Он сосредоточился на моем носе, пытаясь все сложить в уме.
– Пялишься на нос? – огрызнулся я.
– Да. Можно сказать и так. Видел только один такой рубильник. Что случилось, какая-то военная травма?
– Рак.
Тут он присмирел. Никто не любит болтать об этой хреновине. Боятся заразиться. Я гадал, как Стерн прознал о неудачной пластической операции Гарри Ангела. Здесь ему надо было отдать должное.
Вернулся за нашими заказами Арман. Стерн беспомощно посмотрел на меню.

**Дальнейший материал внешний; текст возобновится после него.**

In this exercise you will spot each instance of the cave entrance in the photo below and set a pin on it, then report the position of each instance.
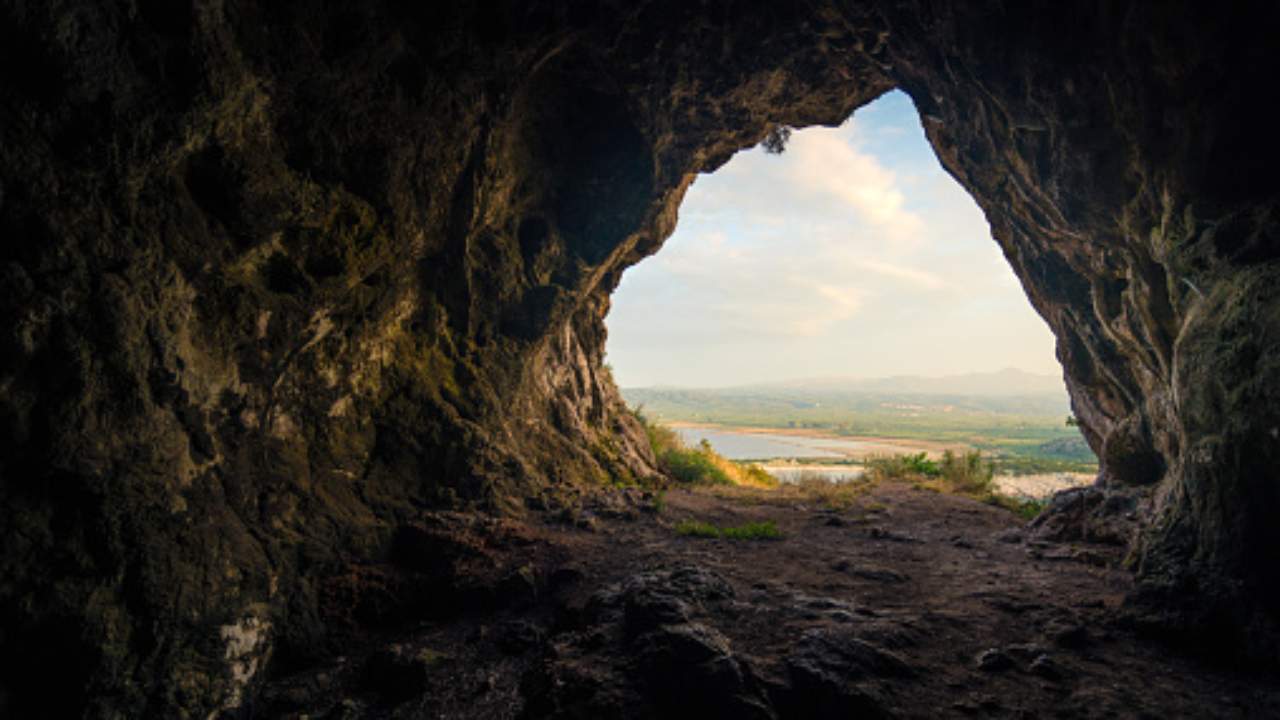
(848, 296)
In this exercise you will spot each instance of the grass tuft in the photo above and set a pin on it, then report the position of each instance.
(766, 529)
(968, 474)
(699, 465)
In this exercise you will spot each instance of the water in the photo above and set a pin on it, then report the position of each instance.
(833, 473)
(760, 446)
(754, 446)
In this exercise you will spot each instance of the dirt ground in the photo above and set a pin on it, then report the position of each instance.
(905, 604)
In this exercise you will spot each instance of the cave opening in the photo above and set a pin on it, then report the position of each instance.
(842, 301)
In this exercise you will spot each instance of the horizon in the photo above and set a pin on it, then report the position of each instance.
(851, 254)
(851, 379)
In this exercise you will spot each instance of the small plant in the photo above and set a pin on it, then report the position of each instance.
(1025, 507)
(766, 529)
(776, 141)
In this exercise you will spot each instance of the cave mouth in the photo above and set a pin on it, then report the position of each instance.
(845, 286)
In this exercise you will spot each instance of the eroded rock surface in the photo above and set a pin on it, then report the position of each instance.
(278, 277)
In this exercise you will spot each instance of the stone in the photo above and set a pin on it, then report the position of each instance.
(278, 278)
(993, 660)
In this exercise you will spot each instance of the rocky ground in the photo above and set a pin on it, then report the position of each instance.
(904, 604)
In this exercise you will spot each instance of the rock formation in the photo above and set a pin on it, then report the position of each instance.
(275, 277)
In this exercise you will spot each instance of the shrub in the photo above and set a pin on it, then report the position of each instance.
(698, 465)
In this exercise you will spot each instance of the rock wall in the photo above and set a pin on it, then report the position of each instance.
(275, 277)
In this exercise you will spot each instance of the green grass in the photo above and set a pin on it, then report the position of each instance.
(698, 465)
(766, 529)
(968, 474)
(1020, 434)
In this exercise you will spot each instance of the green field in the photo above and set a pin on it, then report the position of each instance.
(1020, 433)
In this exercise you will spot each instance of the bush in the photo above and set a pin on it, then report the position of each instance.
(698, 465)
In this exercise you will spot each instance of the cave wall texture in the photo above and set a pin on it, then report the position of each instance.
(277, 276)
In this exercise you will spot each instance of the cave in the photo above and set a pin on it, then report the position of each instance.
(279, 281)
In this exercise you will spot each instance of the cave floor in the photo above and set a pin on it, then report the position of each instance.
(905, 604)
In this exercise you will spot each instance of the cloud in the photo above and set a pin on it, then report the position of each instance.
(849, 254)
(824, 162)
(914, 276)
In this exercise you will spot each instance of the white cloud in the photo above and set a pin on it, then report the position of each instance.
(844, 255)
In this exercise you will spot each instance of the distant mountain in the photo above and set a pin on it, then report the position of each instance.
(1000, 383)
(822, 401)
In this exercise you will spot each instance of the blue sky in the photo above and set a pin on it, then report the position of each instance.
(853, 254)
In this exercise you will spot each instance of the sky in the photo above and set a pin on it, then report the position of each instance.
(853, 254)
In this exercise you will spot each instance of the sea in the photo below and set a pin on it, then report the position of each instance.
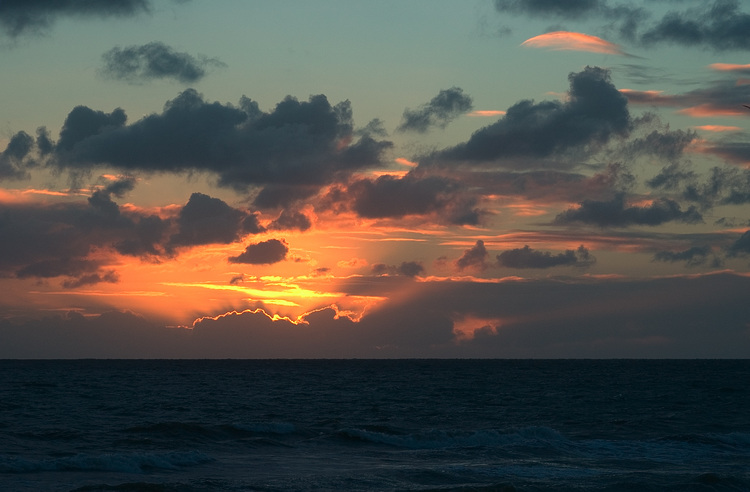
(380, 425)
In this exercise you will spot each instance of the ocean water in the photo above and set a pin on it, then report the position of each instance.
(438, 425)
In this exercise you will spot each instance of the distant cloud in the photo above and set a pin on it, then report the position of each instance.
(720, 25)
(731, 67)
(309, 143)
(207, 220)
(20, 17)
(441, 110)
(154, 60)
(406, 268)
(697, 255)
(722, 98)
(594, 113)
(530, 258)
(615, 213)
(474, 257)
(394, 197)
(262, 253)
(573, 41)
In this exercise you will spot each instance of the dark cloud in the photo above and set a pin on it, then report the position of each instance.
(697, 316)
(741, 246)
(57, 240)
(395, 197)
(155, 60)
(12, 165)
(262, 253)
(695, 256)
(719, 97)
(18, 17)
(530, 258)
(615, 213)
(720, 25)
(735, 152)
(110, 276)
(571, 9)
(406, 268)
(474, 257)
(207, 220)
(290, 220)
(667, 145)
(307, 143)
(441, 110)
(671, 177)
(594, 113)
(280, 195)
(722, 186)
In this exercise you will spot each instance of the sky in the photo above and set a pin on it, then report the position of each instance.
(350, 179)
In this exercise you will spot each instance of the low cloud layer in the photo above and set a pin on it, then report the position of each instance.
(152, 61)
(676, 317)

– Ты знаешь язык, Джон. Выручай. Я здесь и пива с трудом допросился.
– Что хочешь?
– Стейк будет в самый раз.
Я заказал entrecôte à la bordelaise для легавого и noix de ris ris de veau Brillat-Saverin для себя. И бутылку «Сент-Эмильона» вдобавок.
– Итак, что стряслось, лейтенант? – спросил я, когда Арман вышел за пределы слышимости. – Ты же не приехал в самый Париж за автографом какого-то бывшего крунера.
– Твоя правда, Джонни. За твоим гребаным автографом я бы и улицу не перешел. Расскажи, что знаешь об Уоррене Вагнере.
Обожаю копов. Предсказуемые, как щенята. Как только думают, что прижали тебя, сразу становятся грознее некуда. Не на того напал.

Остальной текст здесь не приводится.